From: Andrea Righi <arighi@nvidia.com>
To: Tejun Heo <tj@kernel.org>
Cc: Matt Fleming <matt@readmodwrite.com>,
sched-ext@lists.linux.dev, kernel-team@cloudflare.com,
void@manifault.com, changwoo@igalia.com, peterz@infradead.org,
linux-kernel@vger.kernel.org
Subject: Re: sched_ext: Partial mode priority and fallthrough to EEVDF
Date: Tue, 10 Mar 2026 19:46:00 +0100 [thread overview]
Message-ID: <abBm6B7wO0iZKidR@gpd4> (raw)

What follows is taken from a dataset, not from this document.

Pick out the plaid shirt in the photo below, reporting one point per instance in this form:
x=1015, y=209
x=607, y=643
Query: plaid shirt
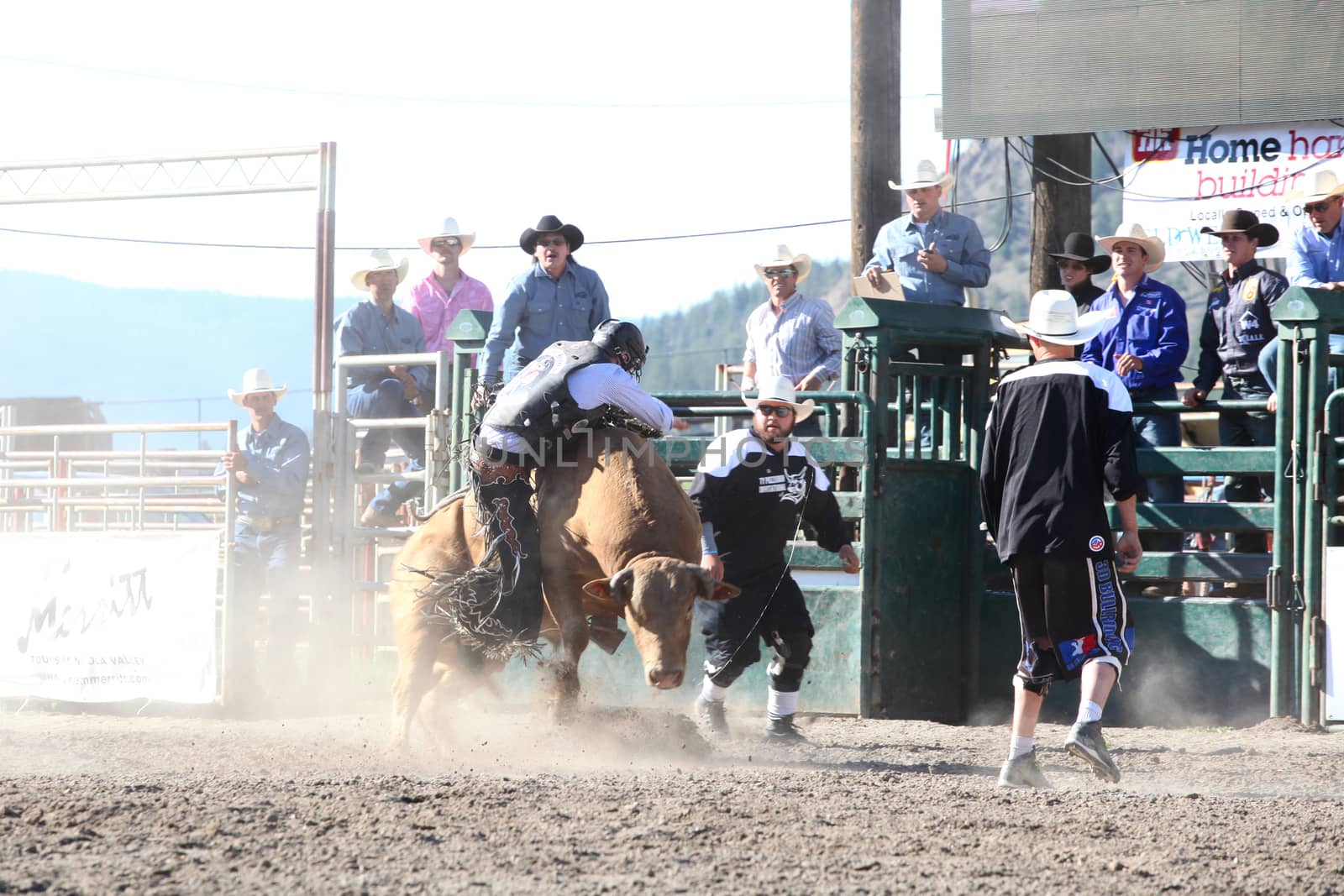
x=797, y=342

In-Reply-To: <abBidFKC2Hp6Wca-@slm.duckdns.org>
On Tue, Mar 10, 2026 at 08:27:00AM -1000, Tejun Heo wrote:
> Hello, Matt.
>
> On Tue, Mar 10, 2026 at 02:52:13PM +0000, Matt Fleming wrote:
> > At Cloudflare we're experimenting with inverting the priority of the
> > ext_sched_class and fair_sched_class to allow us to pick SCHED_EXT
> > tasks to run before SCHED_NORMAL. This gives us better scheduling
> > decisions for those SCHED_EXT tasks where we can embed business logic
> > into the BPF program and prevents them being starved by the larger
> > number of SCHED_NORMAL tasks under CPU contention. There are a couple
> > of reasons we took this route:
> >
> > 1. Our workloads are heterogeneous and complex and we can't move entire
> > systems to SCHED_EXT in one shot. We want to experiment with running
> > SCHED_EXT in partial mode as we progressively onboard more and more
> > services (we run multiple services on single machines).
> >
> > 2. There's no way today (AFAIK) to run in "full-mode" and have BPF
> > schedulers fallthrough to EEVDF.
> >
> > In an ideal world, 2 is what we'd want to do. Is anyone else interested
> > in this problem or currently working on it? Is there anything coming in
> > the future that would make it easier for those of us slowly
> > transitioning to SCHED_EXT?
>
> Hmm... I have a bit of hard time following how that's different from partial
> mode. If you want the scheduler to decide whether a task should be in SCX or
> fair, you can do so from ops.init_task() by asserting p->scx.disallow. If
> you mean that you want to switch dynamically on each scheduling event, I
> don't think that's a good idea given that each hop would be full sched_class
> switch.
>
> As for the ordering between the two, I don't know. How are you using partial
> mode? No matter how you order them, the behaviors on pathological cases are
> pretty bad and I've been thinking that most would use partial mode to
> partition the system so that some CPUs are managed by SCX and others by fair
> in which case the ordering doesn't matter that much. If you're mixing the
> two classes on the same CPUs, I wonder whether this is something which can
> be better dealt with the deadline servers. Andrea, what do you think?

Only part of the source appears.